For me level 5-6 is where the fun starts. Casters get flashy AoE spells, warrior-types get their second attack.

At level 13 the fun definitely ends. Level 7 spells are too powerful for my taste and the monsters get extremely nasty. Save or die effects take over, insane amounts of damage, etc.
 

Interestingly, James Wyatt discusses the sweet spot in a recent post:

http://forums.gleemax.com/showpost.php?p=13496433&postcount=7

The reason there's a "sweet spot" in the current game is that it's the approximate range of levels where, purely by coincidence, the math of the system actually works. In those levels, PCs don't drop after one hit, and they don't take a dozen hits to wear down. In those levels, characters miss monsters occasionally, but less than half the time, and monsters miss characters only slightly more often. It's pure chance, really, but it means the game is fun. Outside of those levels, the math doesn't work that way, and the game stops being fun.

In Fourth Edition, we've totally revamped the math behind the system, and that's a big part of the way that we've extended the sweet spot across the whole level range. When PCs fight monsters of their level, they'll find that the math of the system is more or less the same at level 30 as it is at level 1. There will always be variation with different PCs and different monsters, but that variation won't be so great that monsters are either too deadly or too weak.

Of course, there's more to the sweet spot problem than just the math. The proliferation of save-or-die effects and adventure-breaking effects like etherealness and scrying also makes high-level adventuring more difficult to pull off, and we've addressed those issues as well.

Fundamentally, this has meant we've had to abandon some things that might have seemed like sacred cows—fireball spells don't do 1d6/level any more, for example—but it's all in the interest of a far superior play experience.
 


In my game, it seems the book keeping starts to get tedious around level 16 or so.

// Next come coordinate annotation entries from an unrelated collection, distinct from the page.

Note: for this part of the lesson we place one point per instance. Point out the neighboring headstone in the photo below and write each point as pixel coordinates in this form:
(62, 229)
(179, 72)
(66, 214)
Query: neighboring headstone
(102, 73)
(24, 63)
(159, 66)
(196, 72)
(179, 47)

IMHO, the "sweet spot" is a balance between options (more = good) and bookkeeping (more = bad).

Cheers, -- N
 

Av3rnus said:
Interestingly, James Wyatt discusses the sweet spot in a recent post

One of my biggest hopes for 4e is that they really will fix the sweet spot issue. However, I do think that it's a big task for a single edition. Realistically, I'm hoping that 4e will be where they start to seriously address the issue, so that when 5e rolls around in 2015, there will be one long sweet spot.